TI’s 4Q sales and earnings were actually a bit better than weak market expectations — profits rose about 2% from a year ago to $668 million, on 4% higher sales of $3.46 billion, amid unseasonably weak demand for chips used in cell phones (new orders were down 18% year-on-year). Revenues and net profits were down about 8% and 5% vs. 3Q, respectively.
TI president/CEO Rich Templeton and CFO Kevin March acknowledged a “challenging” near-term environment, that has some parallels to the period of late 2004-early 2005 (notwithstanding a shift in wireless demand to low prices and basic features). “This demand environment feels to us quite similar to what we experienced back then” — an inventory build, a couple of quarters of declines, and then a rather fast turnaround, said March during the conference call Q&A, adding that TI spent the next 18 months trying to catch up to that market rebound. So, the lesson now being applied “is not to get too tight on inventory on this part of the correction cycle, so as to possibly miss a sudden up-tick later in 2007,” he said. “It’s very easy for us to slow the factories down. It’s a heck of a lot harder to speed them up if demand suddenly comes in faster than expected.”
The lessons won’t be applied without some scrapes, though. TI also announced plans to cut 500 jobs through this year from its 31,000-person workforce and shut down an older digital factory in Dallas (shifting the equipment to its other analog factories), totaling about $55 million in restructuring charges through the year — all of which will ultimately net about $200 million in annual cost savings.
TI execs also announced a shift in development of next-generation digital process technology over to foundry partners, while the company continues its own internal analog and mixed-signal work.

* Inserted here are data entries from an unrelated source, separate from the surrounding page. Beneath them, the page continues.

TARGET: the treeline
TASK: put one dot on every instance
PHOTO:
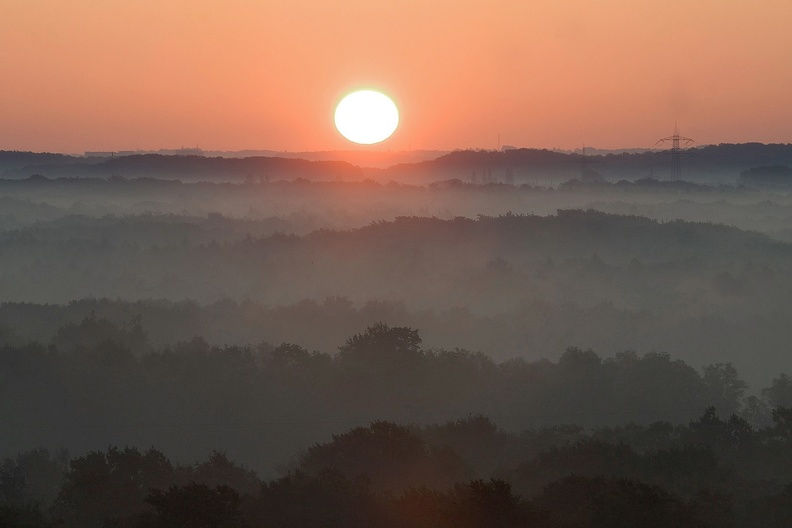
(712, 472)
(719, 163)
(97, 385)
(509, 285)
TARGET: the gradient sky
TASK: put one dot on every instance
(256, 74)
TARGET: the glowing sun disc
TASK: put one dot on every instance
(366, 117)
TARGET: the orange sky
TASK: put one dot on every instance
(256, 74)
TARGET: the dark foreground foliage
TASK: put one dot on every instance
(710, 473)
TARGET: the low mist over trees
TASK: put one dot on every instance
(258, 402)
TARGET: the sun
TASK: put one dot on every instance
(366, 117)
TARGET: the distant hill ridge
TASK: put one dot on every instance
(711, 164)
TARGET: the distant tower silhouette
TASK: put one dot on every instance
(677, 142)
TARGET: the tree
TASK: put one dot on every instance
(724, 388)
(195, 506)
(383, 345)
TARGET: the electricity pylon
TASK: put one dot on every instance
(677, 143)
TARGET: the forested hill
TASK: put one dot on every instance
(712, 164)
(508, 285)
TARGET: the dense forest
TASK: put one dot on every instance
(677, 461)
(487, 348)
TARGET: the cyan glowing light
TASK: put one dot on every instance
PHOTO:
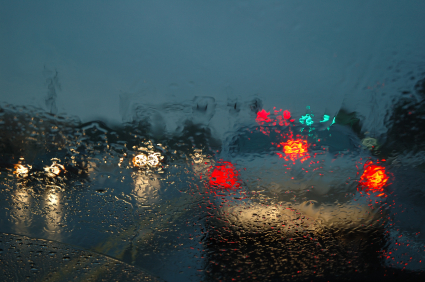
(325, 118)
(307, 119)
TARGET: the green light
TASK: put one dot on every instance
(325, 118)
(307, 120)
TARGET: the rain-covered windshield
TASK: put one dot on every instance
(196, 141)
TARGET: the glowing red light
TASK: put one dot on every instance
(373, 179)
(295, 148)
(224, 177)
(286, 115)
(263, 116)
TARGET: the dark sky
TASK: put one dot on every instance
(289, 53)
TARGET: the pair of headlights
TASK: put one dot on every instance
(53, 170)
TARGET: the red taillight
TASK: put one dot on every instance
(224, 177)
(373, 179)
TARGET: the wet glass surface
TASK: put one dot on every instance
(194, 176)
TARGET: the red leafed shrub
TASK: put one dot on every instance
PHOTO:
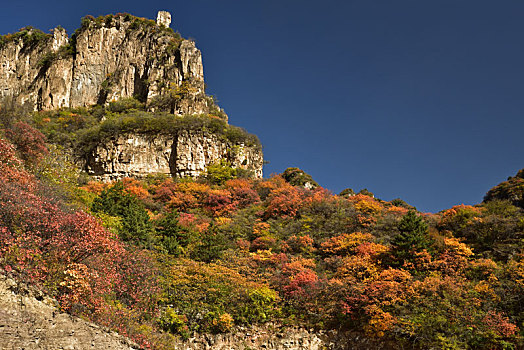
(72, 255)
(218, 203)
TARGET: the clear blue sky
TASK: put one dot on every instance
(421, 100)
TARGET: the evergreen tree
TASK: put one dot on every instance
(136, 226)
(413, 237)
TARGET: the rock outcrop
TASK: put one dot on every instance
(29, 320)
(186, 154)
(121, 56)
(107, 58)
(275, 337)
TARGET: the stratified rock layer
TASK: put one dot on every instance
(30, 321)
(186, 154)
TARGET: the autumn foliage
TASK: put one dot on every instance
(163, 258)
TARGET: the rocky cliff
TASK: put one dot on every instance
(29, 320)
(106, 59)
(114, 58)
(186, 153)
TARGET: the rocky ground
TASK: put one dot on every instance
(29, 320)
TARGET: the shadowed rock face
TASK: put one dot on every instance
(117, 57)
(186, 154)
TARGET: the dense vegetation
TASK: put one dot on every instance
(163, 258)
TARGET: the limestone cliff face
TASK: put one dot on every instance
(186, 154)
(115, 57)
(105, 60)
(31, 320)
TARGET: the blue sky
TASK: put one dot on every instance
(421, 100)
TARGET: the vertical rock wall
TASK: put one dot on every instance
(119, 56)
(186, 154)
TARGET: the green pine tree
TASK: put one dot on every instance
(136, 226)
(413, 237)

March noted the move is an effort to stop internal activity just as its early 45nm capabilities come online but before the company starts incurring costs or activities on development for 32nm process node. “We no longer believe that it is necessary to maintain this redundant capability” by developing leading-edge digital processes internally in conjunction with work involving foundry partners, he said, adding that TI’s wireless competitors have access to the same manufacturing technology anyway, so any differentiation will come from TI’s chip designs and chips-based solutions.
Capex is being slashed by nearly 30% this year, from $1.27B in 2006 (when it invested heavily in assembly test operations) to $0.9B, “a level that we find very appealing for the company going forward,” March told listeners to the conference call. He explained that TI’s increasing focus on analog is inherently less capital-intensive, and that “our need for development equipment spending goes away” as the company ramps up digital CMOS manufacturing process development with foundry partners.